In 2014, the Reserve Bank of Zimbabwe unveiled "convertible" coins in denominations of through (Zimbabwean bond coins). The bank said that 80% of Zimbabweans use the US dollar, and said the local lack of coins induces retailers to round prices up to the next higher dollar. The coins extend the use of the dollar as a de facto currency, and indeed the National Bank repeatedly assured that it does not intend to bring back a national currency. As of May 2016, the liquidity of the USD had rapidly decreased and John Mangudya, the governor of the Reserve Bank of Zimbabwe, said Zimbabwe would print a new bond note, which he said would be at par with the American dollar. This was to be done within the following two months. Some citizens disputed this, saying the 2008 error was now returning and they would not accept the bond notes.

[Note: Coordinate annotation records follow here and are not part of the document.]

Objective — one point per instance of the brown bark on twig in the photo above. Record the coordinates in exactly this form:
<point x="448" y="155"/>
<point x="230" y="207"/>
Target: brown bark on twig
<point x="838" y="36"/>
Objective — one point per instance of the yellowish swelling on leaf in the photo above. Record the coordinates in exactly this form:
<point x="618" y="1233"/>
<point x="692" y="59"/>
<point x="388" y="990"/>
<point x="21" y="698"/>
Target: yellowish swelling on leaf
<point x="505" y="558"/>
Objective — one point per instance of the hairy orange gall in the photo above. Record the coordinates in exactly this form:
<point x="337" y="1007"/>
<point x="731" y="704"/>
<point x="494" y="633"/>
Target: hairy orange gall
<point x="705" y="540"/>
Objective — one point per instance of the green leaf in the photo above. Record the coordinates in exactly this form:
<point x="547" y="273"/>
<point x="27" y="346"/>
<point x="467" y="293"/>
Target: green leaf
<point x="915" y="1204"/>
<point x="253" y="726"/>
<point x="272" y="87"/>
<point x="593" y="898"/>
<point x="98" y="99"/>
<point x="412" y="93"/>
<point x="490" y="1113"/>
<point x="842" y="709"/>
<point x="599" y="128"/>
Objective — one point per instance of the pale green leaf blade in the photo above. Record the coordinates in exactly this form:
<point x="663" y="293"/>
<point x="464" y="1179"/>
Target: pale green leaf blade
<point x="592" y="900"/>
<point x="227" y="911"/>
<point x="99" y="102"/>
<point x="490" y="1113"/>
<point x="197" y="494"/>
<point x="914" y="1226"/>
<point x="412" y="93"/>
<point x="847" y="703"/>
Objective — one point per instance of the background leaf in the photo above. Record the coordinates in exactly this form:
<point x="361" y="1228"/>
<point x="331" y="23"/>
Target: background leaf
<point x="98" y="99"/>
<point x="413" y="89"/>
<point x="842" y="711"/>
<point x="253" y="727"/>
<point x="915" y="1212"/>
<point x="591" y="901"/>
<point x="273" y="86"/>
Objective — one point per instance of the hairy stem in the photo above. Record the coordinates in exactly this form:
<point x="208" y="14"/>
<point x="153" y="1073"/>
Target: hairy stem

The July 2018 inflation rate in Zimbabwe was officially 4.3% (up from 2.9% in June). In June 2019, the official inflation rate was 97.9%. In 2022, it was reported that the inflation rate quickened to 96.4% in April, from 60.6% in January. Zimbabwe's government ordered banks to stop lending with immediate effect. This move was designed to stop speculation against the Zimbabwean dollar and was part of a raft of measures to arrest its rapid devaluation on the black market. Other measures include an increased tax on forex bank transfers, higher levies on forex cash withdrawals above $1,000, and the payment of taxes which used to be charged in forex in local currency, according to Mnangagwa.

===Demonetization===

In June 2015, the Reserve Bank of Zimbabwe said it would begin a process to "demonetize" (i.e., to officially value a fiat currency at zero). The plan was to have completed the switch to the US dollar by the end of September 2015. In December 2015, Patrick Chinamasa, the Zimbabwe Minister of Finance, said they would make the Chinese yuan their main reserve currency and legal tender after China cancelled US$40 million in debts. However, this was denied by the Reserve Bank of Zimbabwe in January 2016. In June 2016, nine currencies were legal tender in Zimbabwe but it was estimated 90% of transactions were in US dollars and 5% in Rand.

In April 2023, the government announced the introduction of digital currencies backed by gold reserves. The digital money will be allowed to be transferred for people and business as a form of payment via e-gold wallets or e-gold cards.

==Return of hyperinflation==

In 2019, the new Finance Minister, Mthuli Ncube, presided over the conversion from foreign currency to a new Zimbabwean currency, and the resultant return of hyperinflation. It was estimated that inflation reached 500% during 2019. According to the website Trading Economics, the annual inflation rate in Zimbabwe was 540% in February 2020. The annual inflation rate had risen to 676% in March 2020, and there was a bleak economic outlook due to the effects of a drought in 2019 and the COVID-19 pandemic. In 2022, the country experienced another period of high inflation, which jumped to 131.7% in May from 96.4% in April. Since February 2022, Zimbabwe's inflation rate shot up from 66% to more than 130% in May 2022. By June 2022, it surged again to 191%. The same month, Finance minister Mthuli Ncube said the GVT would not hesitate to intervene to cushion against price increases and exchange rate volatility. In April 2024, a new currency was announced, the Zimbabwean ZiG.